I have worked through the following problem and I am not sure, why this can not be solved using a dot product:
Edit: Text of the problem:
Split the forces $F_1$ and $F_2$ into their components along the $u$ and the $v$ axis.
The Question is: What part of $F_2$ is along the $v$ axis ?
Given $$F_2=500N, \alpha_2=45°, \beta=70° $$
The problem can be solved using the law of sines: $$ \frac{F_2}{\sin\beta}=\frac{F_{2,v}}{\sin(180-\beta-\alpha_2)} $$ and gives you 483N .
However I first tried using:
$$ F_2\cdot\cos(\alpha_2) = 353.6N $$
This would be the procedure if the axis were in a $90°$ angle to each other.
I thought my wrong first result might be owed to the missing unitcircle in the background that is reasoning the classical mechanical projections of vectors:
$$ \vec{F}= |F|\cos(\alpha)\vec{u_x}+ |F|\sin(\alpha)\vec{u_y} $$
But then I thought about the dot product, using a unit vector of the $v$-axis:
$$|F_2||u_v|\cdot\cos(\alpha_2) = F_{2,v} $$
Where I project $F_2$ on the axis of $v$ without scaling this projection.

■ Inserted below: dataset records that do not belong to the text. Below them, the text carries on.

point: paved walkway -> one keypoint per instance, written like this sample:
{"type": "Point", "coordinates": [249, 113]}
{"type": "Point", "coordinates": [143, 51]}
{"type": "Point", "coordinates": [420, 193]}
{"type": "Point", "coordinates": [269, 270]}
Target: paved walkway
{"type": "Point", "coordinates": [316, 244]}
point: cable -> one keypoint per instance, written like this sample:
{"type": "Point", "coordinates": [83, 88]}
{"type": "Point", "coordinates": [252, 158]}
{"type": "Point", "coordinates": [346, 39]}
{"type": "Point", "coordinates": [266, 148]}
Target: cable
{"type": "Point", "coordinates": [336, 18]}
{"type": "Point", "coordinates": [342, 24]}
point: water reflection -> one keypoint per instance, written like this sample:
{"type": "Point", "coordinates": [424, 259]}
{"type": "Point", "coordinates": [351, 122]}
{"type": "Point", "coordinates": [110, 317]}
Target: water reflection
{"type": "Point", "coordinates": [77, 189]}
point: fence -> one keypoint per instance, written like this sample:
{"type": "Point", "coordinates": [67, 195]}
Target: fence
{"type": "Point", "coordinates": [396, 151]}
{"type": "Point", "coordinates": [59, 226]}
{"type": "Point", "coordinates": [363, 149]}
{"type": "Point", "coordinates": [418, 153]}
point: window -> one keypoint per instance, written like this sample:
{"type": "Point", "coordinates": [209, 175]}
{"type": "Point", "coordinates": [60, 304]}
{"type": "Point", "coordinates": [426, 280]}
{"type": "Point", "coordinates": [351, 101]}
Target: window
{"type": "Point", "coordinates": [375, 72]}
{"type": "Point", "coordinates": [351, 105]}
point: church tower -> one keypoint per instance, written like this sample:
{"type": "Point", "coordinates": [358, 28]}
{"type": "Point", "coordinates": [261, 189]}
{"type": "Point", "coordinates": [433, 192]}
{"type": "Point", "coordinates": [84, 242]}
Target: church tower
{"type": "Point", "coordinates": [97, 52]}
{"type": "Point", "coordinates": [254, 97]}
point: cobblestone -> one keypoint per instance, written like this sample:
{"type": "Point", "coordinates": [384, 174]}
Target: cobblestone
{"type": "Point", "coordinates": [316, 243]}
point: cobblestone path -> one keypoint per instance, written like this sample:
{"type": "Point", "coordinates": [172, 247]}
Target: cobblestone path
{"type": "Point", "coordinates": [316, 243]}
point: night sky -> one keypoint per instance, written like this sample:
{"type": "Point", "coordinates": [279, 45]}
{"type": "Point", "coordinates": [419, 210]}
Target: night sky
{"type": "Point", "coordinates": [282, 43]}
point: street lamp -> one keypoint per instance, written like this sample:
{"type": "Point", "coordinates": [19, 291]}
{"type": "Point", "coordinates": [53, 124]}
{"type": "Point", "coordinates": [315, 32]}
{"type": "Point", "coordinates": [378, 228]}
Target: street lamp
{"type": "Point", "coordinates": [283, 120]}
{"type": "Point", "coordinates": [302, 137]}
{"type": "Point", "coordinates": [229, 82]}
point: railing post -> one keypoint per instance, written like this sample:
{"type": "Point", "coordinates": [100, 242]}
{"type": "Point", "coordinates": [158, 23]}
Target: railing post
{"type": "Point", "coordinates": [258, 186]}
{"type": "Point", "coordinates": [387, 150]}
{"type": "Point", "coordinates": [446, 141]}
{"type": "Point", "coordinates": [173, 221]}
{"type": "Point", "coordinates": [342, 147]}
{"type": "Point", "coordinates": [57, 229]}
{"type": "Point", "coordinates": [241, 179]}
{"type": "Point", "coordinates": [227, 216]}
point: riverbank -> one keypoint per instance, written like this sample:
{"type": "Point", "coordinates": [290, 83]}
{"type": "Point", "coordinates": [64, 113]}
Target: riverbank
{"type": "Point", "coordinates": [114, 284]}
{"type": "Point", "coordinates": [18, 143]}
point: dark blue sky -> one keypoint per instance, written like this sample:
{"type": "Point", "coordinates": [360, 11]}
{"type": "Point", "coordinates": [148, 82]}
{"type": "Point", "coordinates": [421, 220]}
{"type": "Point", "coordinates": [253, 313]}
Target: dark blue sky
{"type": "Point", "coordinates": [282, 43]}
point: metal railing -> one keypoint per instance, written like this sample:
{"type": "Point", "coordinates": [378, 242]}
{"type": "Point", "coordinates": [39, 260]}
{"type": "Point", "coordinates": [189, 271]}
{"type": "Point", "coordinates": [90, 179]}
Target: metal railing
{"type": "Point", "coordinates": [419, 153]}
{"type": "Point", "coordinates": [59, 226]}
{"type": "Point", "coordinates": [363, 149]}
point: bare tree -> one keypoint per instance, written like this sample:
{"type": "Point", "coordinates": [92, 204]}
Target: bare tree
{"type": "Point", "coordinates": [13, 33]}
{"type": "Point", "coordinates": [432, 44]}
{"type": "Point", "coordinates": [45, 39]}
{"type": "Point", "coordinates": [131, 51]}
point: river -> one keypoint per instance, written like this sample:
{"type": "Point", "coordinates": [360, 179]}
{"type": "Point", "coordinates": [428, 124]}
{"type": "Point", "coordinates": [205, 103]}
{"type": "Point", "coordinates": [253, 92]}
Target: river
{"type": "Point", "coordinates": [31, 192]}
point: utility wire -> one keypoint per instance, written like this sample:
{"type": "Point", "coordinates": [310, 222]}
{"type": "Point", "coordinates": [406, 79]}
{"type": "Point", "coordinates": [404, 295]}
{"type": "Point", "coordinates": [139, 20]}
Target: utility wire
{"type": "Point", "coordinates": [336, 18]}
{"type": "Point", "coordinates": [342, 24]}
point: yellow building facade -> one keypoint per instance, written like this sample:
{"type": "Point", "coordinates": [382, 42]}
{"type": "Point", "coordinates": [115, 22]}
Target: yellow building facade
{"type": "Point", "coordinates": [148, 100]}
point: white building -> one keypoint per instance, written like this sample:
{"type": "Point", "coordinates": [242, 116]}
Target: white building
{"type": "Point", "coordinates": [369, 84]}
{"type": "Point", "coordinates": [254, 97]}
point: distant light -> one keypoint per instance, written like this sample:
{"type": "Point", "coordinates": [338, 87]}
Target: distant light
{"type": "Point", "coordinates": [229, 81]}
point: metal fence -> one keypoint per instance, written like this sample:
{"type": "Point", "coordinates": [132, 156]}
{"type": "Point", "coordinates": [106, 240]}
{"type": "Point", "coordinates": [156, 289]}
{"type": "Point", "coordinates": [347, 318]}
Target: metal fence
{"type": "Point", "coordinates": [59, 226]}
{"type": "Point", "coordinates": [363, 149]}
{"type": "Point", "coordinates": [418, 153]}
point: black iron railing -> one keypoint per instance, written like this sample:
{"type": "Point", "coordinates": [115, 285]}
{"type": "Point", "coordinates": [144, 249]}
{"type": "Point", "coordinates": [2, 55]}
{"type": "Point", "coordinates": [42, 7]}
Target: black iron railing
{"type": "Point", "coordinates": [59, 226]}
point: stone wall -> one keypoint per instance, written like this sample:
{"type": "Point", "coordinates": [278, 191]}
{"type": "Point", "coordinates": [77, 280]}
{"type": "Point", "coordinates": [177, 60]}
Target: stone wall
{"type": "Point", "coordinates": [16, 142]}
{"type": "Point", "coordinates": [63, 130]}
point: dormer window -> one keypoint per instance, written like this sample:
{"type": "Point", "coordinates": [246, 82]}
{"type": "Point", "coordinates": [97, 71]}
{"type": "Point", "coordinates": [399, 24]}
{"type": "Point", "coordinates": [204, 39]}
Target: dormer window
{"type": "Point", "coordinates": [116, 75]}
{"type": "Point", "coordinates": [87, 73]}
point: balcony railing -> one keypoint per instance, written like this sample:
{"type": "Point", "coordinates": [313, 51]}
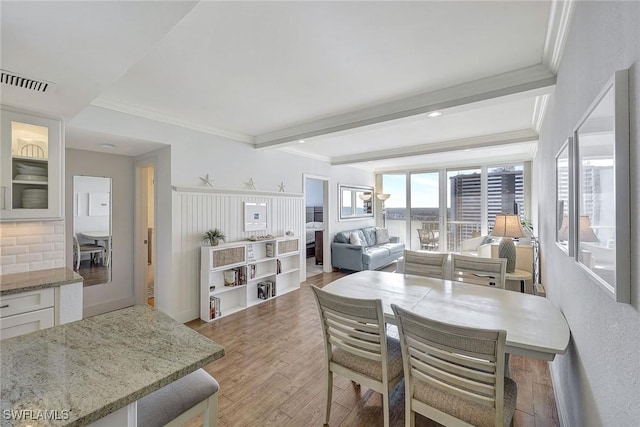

But this would give me my wrong result again.
Leading to my question:
What am I missing here: Why am I not able to use the last two methods to get to the correct result ?
My first uneducated guess:
If you split a Vector into two components along a $90°$ axis, you receive a right triangle, the two components are in a $90°$ angle to each other.
In my example, the force has two components which are not in a $90°$ angle to each other then we can not treat them this way. Same goes for the dot product since I only receive a projection shorter than the vector lying along the $v$ axis.
Am I right here?
Best Answer
The $u$ and the $v$ axis are not perpendicular then the component of $\vec{F_2}$ along $v$ according to the following sketch
with $F_2=\|\vec{F_2}\|$ is indeed given by
$$F_{2,v}=F_2\frac{\sin(180-\beta-\alpha_2)}{\sin\beta}$$
and, assuming $\hat u$ directed on the right
$$F_{2,u}=-F_2\frac{\sin \alpha_2}{\sin\beta}$$
in such way that
$$\vec{F_2}= F_{2,u} \;\hat u+F_{2,v} \;\hat v$$
This kind of decomposition is different from the projection of $\vec{F_2}$ along the direction $\hat v$ which is indeed given by
$$F^{\text{proj}}_{2,v}=\vec{F_2}\cdot \hat v = F_2 \cos \alpha_2$$